Chapter 76 Snare
My brain refused to process the image in front of me.
Silas.
The man who had driven me to the vet while Nero was dying. The man who had swept the Master Suite for bugs. The man Tristan trusted with his life.
"Silas?" I whispered.
"Drop the pen, Minerva," Silas said. His voice was no longer distorted. It was his own, flat and professional. The same voice he used to give perimeter updates.
"What are you doing?" I asked, my fingers tightening around the stun baton concealed in my pocket.
"I'm following orders," he said, taking a slow step toward the ring of light. "Drop the pen. Slowly. Or I shoot you where you stand."
"Tristan," I breathed, knowing the comms channel was open. "It's Silas."
Silence.
No orders in my ear. No shout from the wings.
The snipers in the lighting booths didn't fire. The tactical teams didn't rush the stage.
Silas smiled, a small, humorless curve of his lips.
"They can't hear you," he said, tapping his own earpiece. "I switched the frequency on the master console ten minutes ago. They’re listening to a loop of your footsteps. Tristan is pacing in the wings, waiting for a ghost."
The bottom dropped out of my stomach. The trap hadn't just failed. The trap belonged to him.

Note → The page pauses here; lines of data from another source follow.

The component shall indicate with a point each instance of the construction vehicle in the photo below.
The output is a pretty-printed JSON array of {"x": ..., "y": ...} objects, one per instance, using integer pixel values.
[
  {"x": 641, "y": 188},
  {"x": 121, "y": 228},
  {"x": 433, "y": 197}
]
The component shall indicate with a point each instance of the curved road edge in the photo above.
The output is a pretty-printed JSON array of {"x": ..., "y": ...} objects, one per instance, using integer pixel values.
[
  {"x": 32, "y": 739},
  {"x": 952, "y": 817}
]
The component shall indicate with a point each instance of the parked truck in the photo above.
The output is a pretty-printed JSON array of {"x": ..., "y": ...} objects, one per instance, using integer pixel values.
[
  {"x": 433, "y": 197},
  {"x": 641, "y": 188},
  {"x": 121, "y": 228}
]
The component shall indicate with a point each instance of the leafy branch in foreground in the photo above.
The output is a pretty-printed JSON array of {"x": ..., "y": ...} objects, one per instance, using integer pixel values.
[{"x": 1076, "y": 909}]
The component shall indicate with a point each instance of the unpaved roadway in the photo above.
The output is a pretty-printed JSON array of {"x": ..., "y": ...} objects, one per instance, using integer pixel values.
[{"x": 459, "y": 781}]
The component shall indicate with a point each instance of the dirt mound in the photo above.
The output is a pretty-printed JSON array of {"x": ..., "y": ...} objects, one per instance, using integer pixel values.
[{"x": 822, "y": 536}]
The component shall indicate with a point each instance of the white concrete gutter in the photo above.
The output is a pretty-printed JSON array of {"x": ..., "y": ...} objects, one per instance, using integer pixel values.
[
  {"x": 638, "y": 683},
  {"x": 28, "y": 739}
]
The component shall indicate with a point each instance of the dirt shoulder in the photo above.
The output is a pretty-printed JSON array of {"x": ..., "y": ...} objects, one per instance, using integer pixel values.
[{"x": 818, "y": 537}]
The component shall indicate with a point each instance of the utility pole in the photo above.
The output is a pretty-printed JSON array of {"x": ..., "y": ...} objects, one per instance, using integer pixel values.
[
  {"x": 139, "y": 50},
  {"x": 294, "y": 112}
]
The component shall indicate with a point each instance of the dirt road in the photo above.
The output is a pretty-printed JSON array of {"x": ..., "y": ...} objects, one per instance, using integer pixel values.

"Why?" I asked, backing away slightly, keeping the crate between us. "Ida is paying you? Veridian pays you double what she could offer."
"It's not about money," Silas said, stopping at the edge of the light. He kept the gun leveled at my chest. "It's about loyalty."
"Loyalty to a murderer?"
"Loyalty to the family," he corrected. "I've worked for the Johnstons for fifteen years. I watched the old man drink himself to death. I watched the mother slowly fade away. I watched Tristan build the empire."
He took another step.
"And I watched Ida hold it all together," he said, his voice hardening. "She was the glue. She made the hard choices. She sacrificed her own life to make sure Tristan succeeded."
"She poisoned him! She manipulated him!"
"She protected him!" Silas barked. "From gold-diggers. From distractions. From you. You were a mistake, Minerva. You made him weak. You made him soft."
"And the cat?" I spat, the anger finally cutting through the terror. "Was poisoning my cat protecting the family?"
"A warning," Silas shrugged. "To remind him that he can't protect everything. To remind him that he needs his sister. But he didn't listen. He tore the house apart. He cut her off."
He raised the gun slightly, aiming for my head.
"She called me from the precinct," Silas said. "Before they transferred her. She told me the plan had to change. The warning wasn't enough. The infection had to be cut out permanently."
"You're going to kill me," I stated. It wasn't a question.
"I'm going to make it look like an accident," he clarified. "An old building. A tragic fall from the catwalks. Tristan will be devastated, of course. But he'll survive. He always does. And eventually, he'll realize he needs Ida to put the pieces back together."
My mind raced, frantically searching the vast, dark auditorium for a way out. The tactical teams were deaf to my comms, but they were still physically here.
I just need to make noise.
I looked at the heavy flashlight resting on the crate next to the blueprints.
If I threw it at him, he would shoot.
If I screamed, he would shoot.
I needed to close the distance. I needed to use the baton.
"Silas," I said, forcing my voice to tremble, playing the victim he thought I was. "Please. You don't have to do this. We can pay you. Tristan will give you anything you want."
"I don't want his money," Silas said, stepping fully into the halogen light. He was less than ten feet away now. "I want his legacy preserved."
"He'll know," I cried, taking a deliberate step to the left, feigning a stumble on my heels. "He'll know it was you! You're head of security!"
"Which is why I'm the one who will 'discover' your body," he said calmly. "I'll say you wandered off the path. That the floorboards gave way. I'll be the one to comfort him."
He reached out his free hand.
"Come here," he ordered. "Let's go for a walk."
I took a deep breath.
Now.
I kicked off my Louboutins.
The sudden loss of height threw Silas off for a fraction of a second.
In that second, I didn't run away. I lunged forward.
I grabbed the heavy metal flashlight off the crate and hurled it directly at his face with all my strength.
Silas cursed, throwing his arm up to block the heavy projectile. The flashlight glanced off his forearm, but the distraction was all I needed.
I closed the remaining distance, pulling the stun baton from my pocket.
I jammed the metal prongs directly into the center of his tactical vest.
And I pressed the button.
The sound of the high-voltage discharge echoed like a thunderclap in the empty theater. A bright blue arc of electricity jumped from the baton.
Silas convulsed violently. His eyes rolled back in his head. The gun slipped from his fingers, clattering onto the wooden stage.
He dropped like a stone, hitting the floor with a heavy thud.